Свои и чужие: поляки в столице империи

«Поляки в продолжение нескольких десятков лет были по неисповедимым законам судьбы поставлены в отношения к России самые неприязненные. <…> В настоящее время тысячи семейств, проживающих в Петербурге и Москве, почти безо всякой, по-видимому, положительной цели, а также и другие города России не изъяты от неудовольствия видеть среди себя людей с выражением в лице бесконечного страдания и слепой покорности Провидению и между тем с нетерпением ожидающих только той минуты, когда они могут, вооружась всеми атрибутами зла явиться во всем своем безобразии».

Федор Савич. Меры к отстранению вредного влияния поляков на русское общество, 1867.

Поляки в Петербурге в первой половине XIX века / Сост., предисл., подгот. текста воспоминаний О.А. Пржецлавского и коммент. А.И. Федуты; пер. воспоминаний С. Моравского, Т. Бобровского и А.-Г. Киркора с польск. Ю.В. Чайникова. – М.: Новое литературное обозрение, 2010. – 912 с.: ил. – (Серия: «Россия в мемуарах»).

Хотя история русско-польских отношений насчитывает тысячу лет, обе стороны в большинстве случаев не проявляли особенного интереса друг к другу. Так, после ноябрьского восстания (1830 г.) Михаил Погодин, рецензируя краткую историю Польши, подробно пересказывал ее русским читателям, совершенно незнакомым с нею – попутно отмечая, что отечественная публика имеет весьма смутные представления о тех землях, что вошли в состав Империи начиная с 70-х годов XVIII века. Ситуация кардинально не изменилась и в последующие десятилетия – польские земли и сами поляки воспринимались сквозь призму нескольких расхожих образов, попадая в поле зрения преимущественно в чрезвычайных ситуациях или служа универсальным объяснением, позволяющим ничего не объяснять, вроде «польской измены», о которой твердил Катков, успев надоесть этим даже правым кругам петербургской высшей администрации, высказывавшей подозрение в своеобразной «мономании» публициста со Страстного бульвара.
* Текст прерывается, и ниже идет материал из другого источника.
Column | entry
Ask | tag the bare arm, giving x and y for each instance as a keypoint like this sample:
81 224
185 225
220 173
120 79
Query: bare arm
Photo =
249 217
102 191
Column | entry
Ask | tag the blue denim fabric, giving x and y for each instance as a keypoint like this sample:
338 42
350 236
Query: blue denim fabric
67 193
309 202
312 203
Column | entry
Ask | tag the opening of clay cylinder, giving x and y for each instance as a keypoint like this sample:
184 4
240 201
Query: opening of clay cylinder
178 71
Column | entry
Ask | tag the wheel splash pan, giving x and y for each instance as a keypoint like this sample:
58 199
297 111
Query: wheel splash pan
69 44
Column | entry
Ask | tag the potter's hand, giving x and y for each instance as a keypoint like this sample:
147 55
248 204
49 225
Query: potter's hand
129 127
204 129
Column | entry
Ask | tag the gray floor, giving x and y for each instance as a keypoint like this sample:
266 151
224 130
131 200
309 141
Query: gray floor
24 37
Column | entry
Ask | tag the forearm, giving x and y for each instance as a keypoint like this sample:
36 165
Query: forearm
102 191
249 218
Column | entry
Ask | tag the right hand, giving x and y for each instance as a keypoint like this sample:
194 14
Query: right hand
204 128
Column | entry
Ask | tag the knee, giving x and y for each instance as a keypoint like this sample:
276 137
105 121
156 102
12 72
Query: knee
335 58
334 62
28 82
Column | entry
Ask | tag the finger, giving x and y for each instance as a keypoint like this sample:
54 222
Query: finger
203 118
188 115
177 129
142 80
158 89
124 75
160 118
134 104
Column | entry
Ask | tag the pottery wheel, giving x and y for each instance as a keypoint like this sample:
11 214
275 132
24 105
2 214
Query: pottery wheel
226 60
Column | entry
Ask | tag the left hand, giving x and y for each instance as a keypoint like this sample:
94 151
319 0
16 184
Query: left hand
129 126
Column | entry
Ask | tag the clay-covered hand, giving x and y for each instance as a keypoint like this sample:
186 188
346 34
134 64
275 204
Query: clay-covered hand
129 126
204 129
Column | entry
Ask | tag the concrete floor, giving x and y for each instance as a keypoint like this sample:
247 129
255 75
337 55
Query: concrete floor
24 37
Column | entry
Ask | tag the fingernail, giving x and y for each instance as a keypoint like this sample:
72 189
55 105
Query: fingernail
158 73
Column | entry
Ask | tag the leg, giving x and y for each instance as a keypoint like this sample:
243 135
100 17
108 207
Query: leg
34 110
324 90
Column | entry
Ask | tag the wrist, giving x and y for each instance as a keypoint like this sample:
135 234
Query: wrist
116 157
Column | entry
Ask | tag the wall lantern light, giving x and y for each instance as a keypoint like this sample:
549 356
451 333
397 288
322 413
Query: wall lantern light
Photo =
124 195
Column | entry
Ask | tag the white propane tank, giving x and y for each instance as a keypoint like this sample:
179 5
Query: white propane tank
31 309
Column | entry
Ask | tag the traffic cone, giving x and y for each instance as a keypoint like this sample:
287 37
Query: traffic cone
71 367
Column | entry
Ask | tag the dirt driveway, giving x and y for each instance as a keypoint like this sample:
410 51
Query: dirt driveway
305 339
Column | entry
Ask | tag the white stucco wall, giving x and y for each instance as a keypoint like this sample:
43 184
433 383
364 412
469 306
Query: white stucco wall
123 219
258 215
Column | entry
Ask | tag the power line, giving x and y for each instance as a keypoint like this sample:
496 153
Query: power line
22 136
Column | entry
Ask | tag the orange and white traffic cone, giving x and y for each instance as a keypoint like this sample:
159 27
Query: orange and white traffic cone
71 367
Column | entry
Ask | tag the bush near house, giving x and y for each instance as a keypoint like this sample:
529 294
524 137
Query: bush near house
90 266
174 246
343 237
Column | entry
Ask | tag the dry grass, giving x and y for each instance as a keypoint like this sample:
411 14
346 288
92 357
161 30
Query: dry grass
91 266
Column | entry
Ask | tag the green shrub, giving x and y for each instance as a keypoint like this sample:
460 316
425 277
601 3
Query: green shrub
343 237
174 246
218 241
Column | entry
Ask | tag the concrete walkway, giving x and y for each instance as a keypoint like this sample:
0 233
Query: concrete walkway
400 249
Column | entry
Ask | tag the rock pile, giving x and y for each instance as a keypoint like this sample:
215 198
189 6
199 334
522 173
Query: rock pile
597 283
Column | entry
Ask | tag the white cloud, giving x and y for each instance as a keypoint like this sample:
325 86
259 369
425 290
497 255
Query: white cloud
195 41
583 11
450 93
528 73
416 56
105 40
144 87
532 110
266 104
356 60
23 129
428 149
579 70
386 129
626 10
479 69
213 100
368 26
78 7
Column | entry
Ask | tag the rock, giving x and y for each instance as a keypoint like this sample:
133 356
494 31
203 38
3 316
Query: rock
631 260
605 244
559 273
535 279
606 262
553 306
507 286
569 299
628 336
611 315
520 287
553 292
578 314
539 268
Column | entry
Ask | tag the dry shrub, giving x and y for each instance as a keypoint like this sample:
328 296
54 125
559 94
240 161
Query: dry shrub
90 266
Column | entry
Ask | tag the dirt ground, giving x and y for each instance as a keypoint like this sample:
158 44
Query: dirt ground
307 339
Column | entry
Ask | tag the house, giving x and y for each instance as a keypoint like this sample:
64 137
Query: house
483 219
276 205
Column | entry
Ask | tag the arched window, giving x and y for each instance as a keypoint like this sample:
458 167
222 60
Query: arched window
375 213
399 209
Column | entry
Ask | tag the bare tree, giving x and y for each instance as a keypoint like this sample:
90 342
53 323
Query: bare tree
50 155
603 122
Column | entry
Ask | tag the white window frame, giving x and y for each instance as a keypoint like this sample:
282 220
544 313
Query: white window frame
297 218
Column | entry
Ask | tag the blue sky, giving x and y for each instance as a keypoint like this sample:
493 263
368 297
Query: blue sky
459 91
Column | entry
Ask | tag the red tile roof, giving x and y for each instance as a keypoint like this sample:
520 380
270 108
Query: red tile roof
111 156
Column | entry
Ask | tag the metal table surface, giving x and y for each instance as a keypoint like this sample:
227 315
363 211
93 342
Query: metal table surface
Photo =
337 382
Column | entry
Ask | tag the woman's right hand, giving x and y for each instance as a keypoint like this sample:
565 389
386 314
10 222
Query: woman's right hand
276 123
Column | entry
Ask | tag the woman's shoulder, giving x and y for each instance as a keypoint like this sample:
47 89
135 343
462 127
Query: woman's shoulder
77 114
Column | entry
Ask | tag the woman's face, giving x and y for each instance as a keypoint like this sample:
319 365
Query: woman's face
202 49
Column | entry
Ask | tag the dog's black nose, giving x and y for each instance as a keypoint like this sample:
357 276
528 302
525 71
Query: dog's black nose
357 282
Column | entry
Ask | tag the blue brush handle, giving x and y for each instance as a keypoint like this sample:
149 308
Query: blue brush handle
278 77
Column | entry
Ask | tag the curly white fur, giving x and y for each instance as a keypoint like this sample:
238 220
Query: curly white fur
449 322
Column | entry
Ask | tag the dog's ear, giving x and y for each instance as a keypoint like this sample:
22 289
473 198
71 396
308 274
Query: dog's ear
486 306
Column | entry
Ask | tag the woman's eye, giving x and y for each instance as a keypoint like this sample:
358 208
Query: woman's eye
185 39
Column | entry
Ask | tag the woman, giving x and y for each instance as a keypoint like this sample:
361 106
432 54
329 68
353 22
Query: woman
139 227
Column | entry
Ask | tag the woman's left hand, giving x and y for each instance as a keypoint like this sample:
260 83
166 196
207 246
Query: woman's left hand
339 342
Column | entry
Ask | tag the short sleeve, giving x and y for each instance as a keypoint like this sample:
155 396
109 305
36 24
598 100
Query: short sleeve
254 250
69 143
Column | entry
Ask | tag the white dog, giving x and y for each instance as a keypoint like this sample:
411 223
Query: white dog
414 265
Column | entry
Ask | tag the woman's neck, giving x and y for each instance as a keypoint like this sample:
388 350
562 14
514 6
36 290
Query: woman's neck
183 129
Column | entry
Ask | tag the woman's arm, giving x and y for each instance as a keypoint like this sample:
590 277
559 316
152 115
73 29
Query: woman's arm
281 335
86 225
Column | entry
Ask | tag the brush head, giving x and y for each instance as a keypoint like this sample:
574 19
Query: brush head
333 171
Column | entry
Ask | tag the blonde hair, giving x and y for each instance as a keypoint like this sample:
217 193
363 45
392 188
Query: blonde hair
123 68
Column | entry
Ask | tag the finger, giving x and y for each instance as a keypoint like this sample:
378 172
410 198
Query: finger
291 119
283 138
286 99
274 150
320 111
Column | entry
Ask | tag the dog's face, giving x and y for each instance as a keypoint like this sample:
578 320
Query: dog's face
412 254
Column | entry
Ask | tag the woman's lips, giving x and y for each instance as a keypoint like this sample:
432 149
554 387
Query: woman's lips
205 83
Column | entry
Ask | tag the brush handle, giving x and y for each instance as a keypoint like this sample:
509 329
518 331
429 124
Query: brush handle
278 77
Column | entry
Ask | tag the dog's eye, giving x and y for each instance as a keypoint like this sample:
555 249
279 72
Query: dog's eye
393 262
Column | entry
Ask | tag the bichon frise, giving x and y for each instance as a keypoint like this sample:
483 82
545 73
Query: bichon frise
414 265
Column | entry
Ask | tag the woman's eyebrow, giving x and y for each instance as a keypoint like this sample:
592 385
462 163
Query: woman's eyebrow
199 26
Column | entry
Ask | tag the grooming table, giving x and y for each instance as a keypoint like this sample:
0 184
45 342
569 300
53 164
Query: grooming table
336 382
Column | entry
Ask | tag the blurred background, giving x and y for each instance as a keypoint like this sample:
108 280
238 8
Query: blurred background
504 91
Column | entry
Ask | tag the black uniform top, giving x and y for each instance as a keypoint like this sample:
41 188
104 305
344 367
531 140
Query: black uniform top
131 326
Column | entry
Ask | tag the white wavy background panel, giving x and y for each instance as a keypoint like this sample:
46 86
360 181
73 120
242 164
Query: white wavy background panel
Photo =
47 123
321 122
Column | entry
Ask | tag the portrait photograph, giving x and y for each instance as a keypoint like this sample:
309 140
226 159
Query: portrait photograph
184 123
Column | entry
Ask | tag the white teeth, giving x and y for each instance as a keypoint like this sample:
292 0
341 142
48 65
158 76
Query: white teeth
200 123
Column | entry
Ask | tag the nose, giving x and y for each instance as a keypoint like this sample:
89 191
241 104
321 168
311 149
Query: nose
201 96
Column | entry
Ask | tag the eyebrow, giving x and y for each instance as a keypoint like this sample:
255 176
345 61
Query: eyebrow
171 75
Впрочем, ограничиться пушкинским «мы ленивы и нелюбопытны» не получится – отсутствие интереса было вполне взаимным; для польского общества Россия («Москва», поскольку подлинной «Русью» зачастую считались земли Великого княжества Литовского) выступала зачастую таким же недифференцированным объектом, источником угрозы и объектом презрения. «Спор славян между собой» в польской интерпретации нередко осмыслялся по аналогии с античными образцами, где Польша виделась Грецией, попавшей под власть варваров (македонских или римских зависело от вкуса и исторических пристрастий публициста).

Отношения, которые Ростопчина в знаменитом стихотворении сравнила с браком по принуждению, можно, опираясь на более поздний исторический опыт, уподобить скорее коммунальному быту, в котором безразличие к другому амбивалентно сопрягается с враждебным вниманием.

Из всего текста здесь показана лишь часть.